[also reported to collector, but this breaks textindex Catalogs totally, so I thought it was also worth cc'ing to the list] The current CVS version of ZCatalog has a couple of nasty bugs in it. First off, the standard nonglobbing Lexicon uses a variable 'self.counter', without ever initialising it. Oops. Secondly, Catalog handles the default Lexicon case inconsistently. In the case of a lexicon being provided, it stores the name as self.lexicon, otherwise it stores a Lexicon _object_ as self.lexicon. Later on, it tries to do a getattr with the lexicon object as the second arg. The first bug utterly breaks non-globbing Lexicons. The second bug breaks textindexes that don't provide a lexicon at creation time. A patch for both follows. Note that the patch tries to handle gracefully existing Catalogs and Lexicons that might be broken. The complete fix would also handle the case of the Lexicon being created in a saner way - maybe always store the name... ? If the email system munges this patch, it's also at http://www.zope.org/Members/anthony/patches/zcatalog-lexicon.diff Thanks, Anthony Index: Lexicon.py =================================================================== RCS file: /cvs-repository/Zope2/lib/python/SearchIndex/Lexicon.py,v retrieving revision 1.8 diff -u -r1.8 Lexicon.py --- Lexicon.py 2000/02/01 18:40:20 1.8 +++ Lexicon.py 2000/02/19 08:55:16 @@ -115,6 +115,7 @@ def __init__(self): self._lexicon = OIBTree() + self.counter = 0 def set(self, word): """ return the word id of 'word' """ @@ -123,6 +124,8 @@ return self._lexicon[word] else: + if not hasattr(self, 'counter'): + self.counter = 0 self._lexicon[intern(word)] = self.counter self.counter = self.counter + 1 return self.counter Index: UnTextIndex.py =================================================================== RCS file: /cvs-repository/Zope2/lib/python/SearchIndex/UnTextIndex.py,v retrieving revision 1.19 diff -u -r1.19 UnTextIndex.py --- UnTextIndex.py 2000/01/31 19:25:35 1.19 +++ UnTextIndex.py 2000/02/19 08:55:16 @@ -172,7 +172,10 @@ Zope. I don't think indexes were ever intended to participate in this way, but I don't see too much of a problem with it. """ - vocab = getattr(self, vocab_id) + if type(vocab_id) is not type(""): + vocab = vocab_id + else: + vocab = getattr(self, vocab_id) return vocab.lexicon -- Anthony Baxter <anthony@interlink.com.au> It's never too late to have a happy childhood.
Anthony Baxter wrote:
[also reported to collector, but this breaks textindex Catalogs totally, so I thought it was also worth cc'ing to the list]
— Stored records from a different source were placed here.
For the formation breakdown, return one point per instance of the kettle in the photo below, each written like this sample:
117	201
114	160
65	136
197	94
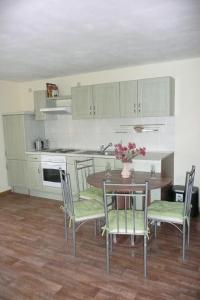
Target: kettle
38	144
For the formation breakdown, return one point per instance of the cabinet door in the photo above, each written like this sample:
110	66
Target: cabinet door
71	171
106	100
14	133
34	175
128	98
82	105
17	173
39	102
155	97
101	163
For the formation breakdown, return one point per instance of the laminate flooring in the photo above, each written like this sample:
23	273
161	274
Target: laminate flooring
35	263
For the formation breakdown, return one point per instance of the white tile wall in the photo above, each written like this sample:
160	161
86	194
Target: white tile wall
64	132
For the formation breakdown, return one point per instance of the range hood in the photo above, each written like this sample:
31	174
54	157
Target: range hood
57	109
58	105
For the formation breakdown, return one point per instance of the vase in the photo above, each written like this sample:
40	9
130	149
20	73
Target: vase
126	171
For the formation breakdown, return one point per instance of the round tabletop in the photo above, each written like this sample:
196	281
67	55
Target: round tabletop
155	182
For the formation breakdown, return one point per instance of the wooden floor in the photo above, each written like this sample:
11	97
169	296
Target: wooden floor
34	263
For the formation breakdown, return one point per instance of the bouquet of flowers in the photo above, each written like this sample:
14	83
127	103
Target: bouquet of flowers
127	153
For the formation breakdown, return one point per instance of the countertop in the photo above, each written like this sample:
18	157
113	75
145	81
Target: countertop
151	155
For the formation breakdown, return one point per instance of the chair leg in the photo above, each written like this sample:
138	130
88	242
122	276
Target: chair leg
111	241
155	229
145	256
65	220
107	252
183	256
95	227
74	237
188	232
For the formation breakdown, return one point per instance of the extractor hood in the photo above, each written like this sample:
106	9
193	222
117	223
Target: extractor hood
57	109
58	105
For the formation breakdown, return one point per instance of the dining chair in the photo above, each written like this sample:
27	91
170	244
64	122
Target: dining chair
78	212
125	219
83	168
175	213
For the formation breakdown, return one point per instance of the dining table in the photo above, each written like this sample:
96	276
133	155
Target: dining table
155	181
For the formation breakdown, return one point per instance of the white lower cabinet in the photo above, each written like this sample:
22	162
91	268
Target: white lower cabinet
34	175
17	175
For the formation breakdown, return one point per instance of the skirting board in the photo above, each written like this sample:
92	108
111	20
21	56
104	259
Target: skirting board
5	193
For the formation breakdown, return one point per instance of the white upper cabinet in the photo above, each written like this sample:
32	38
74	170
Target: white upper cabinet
97	101
128	98
82	103
106	100
39	102
156	97
135	98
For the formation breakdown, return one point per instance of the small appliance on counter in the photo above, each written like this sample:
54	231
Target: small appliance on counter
41	144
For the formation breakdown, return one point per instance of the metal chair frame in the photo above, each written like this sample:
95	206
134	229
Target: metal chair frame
111	203
69	212
181	226
83	168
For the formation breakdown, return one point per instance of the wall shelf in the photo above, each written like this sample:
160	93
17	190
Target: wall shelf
64	97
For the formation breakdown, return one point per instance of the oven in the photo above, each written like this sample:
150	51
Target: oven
50	165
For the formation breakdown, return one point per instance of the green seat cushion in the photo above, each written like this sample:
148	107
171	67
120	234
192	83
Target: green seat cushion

The current CVS version of ZCatalog has a couple of nasty bugs in it.
First off, the standard nonglobbing Lexicon uses a variable 'self.counter', without ever initialising it. Oops.
Aye Carumba.
Secondly, Catalog handles the default Lexicon case inconsistently. In the case of a lexicon being provided, it stores the name as self.lexicon, otherwise it stores a Lexicon _object_ as self.lexicon. Later on, it tries to do a getattr with the lexicon object as the second arg.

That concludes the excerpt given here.